IV. Ao definir a atuação do advogado, diz o art. 133

 

"O advogado é indispensável à administração da justiça, sendo inviolável por seus atos e manifestações no exercício da profissão nos limites da lei".

 

V. Da leitura do texto Constitucional, depreende-se que o Legislador Constituinte ao definir a atuação do Defensor Público e do advogado traçou uma linha diferenciadora entre o exercício da advocacia e a função do Defensor Público quando utilizou-se das expressões "O advogado, é indispensável a administraçáo da justiça..." "A Defensoria Pública é instituiçáo essencial à funçáo jurisdicional..."

 

VI. Ao comentar os dispositivos em exame o Mestre José Afonso da Silva in Curso de Direito Constitucional Positivo, destaca:

 

Advogado e a administração da Justiça

A advocacia não é apenas um pressuposto da forma~ão do Poder Judiciário. É também necessária ao seu funcionamento. "O advogado é indispensável a administração da justiça", diz a Constituição (art. 133), que apenas consagra aqui um princípio basilardo funcionamento do Poder Judiciário, cuja inércia requer um elemento técnico propulsor. O Estatuto da Ordem dos advogados já o consigna, ao declarar "No seu ministério privado o advogado presta serviço público, constituindo, com os juizes e membros do Ministério Público, elemento indispensável à administração da Justiça" (art. 68) Nada mais natural que a Constituição o consagrasse e prestigiasse, se reconhece no exercício de seu mister a prestação de um serviço público" (páginas 509/510).

 

Defensorias Públicas e a defesa dos necessitados

Uma velha observação de Ovídio ainda vigora nos nossos dias, especialmente no Brasil: Cura pauperibus clausa est, ou, no vernáculo, "O tribunal está fechado para os pobres". Os pobres ainda têm acesso muito precário à Justiça.

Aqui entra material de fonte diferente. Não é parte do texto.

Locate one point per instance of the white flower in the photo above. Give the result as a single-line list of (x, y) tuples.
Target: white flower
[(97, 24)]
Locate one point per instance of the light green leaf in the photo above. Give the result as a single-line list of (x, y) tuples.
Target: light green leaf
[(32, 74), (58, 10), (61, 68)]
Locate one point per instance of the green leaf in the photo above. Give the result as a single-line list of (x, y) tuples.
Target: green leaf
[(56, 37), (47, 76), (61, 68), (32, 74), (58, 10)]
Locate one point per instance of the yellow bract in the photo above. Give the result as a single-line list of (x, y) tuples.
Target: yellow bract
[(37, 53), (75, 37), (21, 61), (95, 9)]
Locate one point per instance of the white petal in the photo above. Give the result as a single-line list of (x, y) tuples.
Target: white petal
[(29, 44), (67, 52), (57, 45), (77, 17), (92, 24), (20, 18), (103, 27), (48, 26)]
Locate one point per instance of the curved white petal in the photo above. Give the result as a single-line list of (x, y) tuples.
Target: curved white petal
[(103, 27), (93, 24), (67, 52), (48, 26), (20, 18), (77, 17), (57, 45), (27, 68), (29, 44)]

Carecem de recursos para contratar advogados. O patrocínio gratuito tem se revelado de deficiência alarmante. Os poderes públicos não tinham conseguido até agora estruturar um serviço de assistência judiciária aos necessitados que cumprisse efetivamente esse direito prometido entre os direitos individuais. Ai é que se tem manifestado a dramática questão da desigualdade da justiça, consistente precisamente na desigualdade de condições materiais entre litigantes, que causam profunda injustiça àqueles que defrontando-se com litigantes afortunados e poderosos, ficam na impossibilidade de exercer seu direito de ação e defesa assegurados na Constituição.

A assistência jurídica integral e gratuita aos que comprovarem insuficiência de recursos vem configurada, relevantemente, como direito individual no art. 5", LXXIV. Sua eficácia e efetiva aplicação, como outras prestações estatais, constituirão um meio de realizar o princípio da igualização das condições dos desiguais perante a justiça" (página 516).

 

VII. O advogado para funcionar no feito necessita ser constituído. É um prestador de serviço público, um agente impulsionador do judiciário.

 

VIII. O Defensor PUblico é agente público e, como tal, tem competência criada e estabelecidas por lei e, por conseqüência, está obrigado a exercer pessoalmente suas atribuições, sendo-lhe vedado a delegação de competência.

 

IX. O mestre Hely Lopes Meireles in Direito Administrativo, esclarece

"Considerando que os agentes públicos devem exercer pessoalmente suas atribuições, a delegação de competência depende de norma que a autorize, expressa ou implicitamente. A delegação de competência tem caráter facultativo e transitório, apoiando-se em razões de oportunidade e conveniência e na capacidade de o delegado exercer a contento as atribuições conferidas, de modo que o delegante pode sempre retomar a competência e atribuí-la a outrem ou exercê-la pessoalmente.

 

X. Ao nomear advogado para funcionar em defesa dos juridicamente necessitados o juiz está invadindo a esfera administrativa da Defensoria Pública. Por tanto, o ato é ilegal - nulo.

 

XI. Quando o legislador Constituinte elevou a Defensoria Pública a status Constitucional o fez para garantir a igualdade das partes no judiciário. Preocupado que estava em abrir para os pobres as portas do judiciário garantindo-lhes igualdade de condições técnicas e o exercício pleno do direito de ação.

 

XII. O réu ao comparecer à presença do Juiz, tão somente por este fato já se encontra em situação de inferioridade. A palavra do Juiz se torna LEI; não pode ser, no entender leigo do réu, contrariada. Sua manifestação de vontade pode representar um prejuízo à sua defesa. Como contrariar a vontade de quem tem o poder de condenar ou absolver!? Como deixar de aceitar a nomeação de advogado ou Defensor feita pelo todo poderoso JUIZ?

 

XIII. Contrariar o juiz pode, no entender do leigo, representar uma condenação. E, aí, em nome do Princípio da Ampla Defesa e do Contraditório, estamos diante de um perfeito "ato de império". Tem o Juiz o controle absoluto da causa. E, isto fere o equilíbrio da relação processual, fere regra Constitucional. fere os Princípios Gerais do Direito, fere a cidadania, fere a moralidade pública. Fere a autonomia e a independência da Defensoria Pública!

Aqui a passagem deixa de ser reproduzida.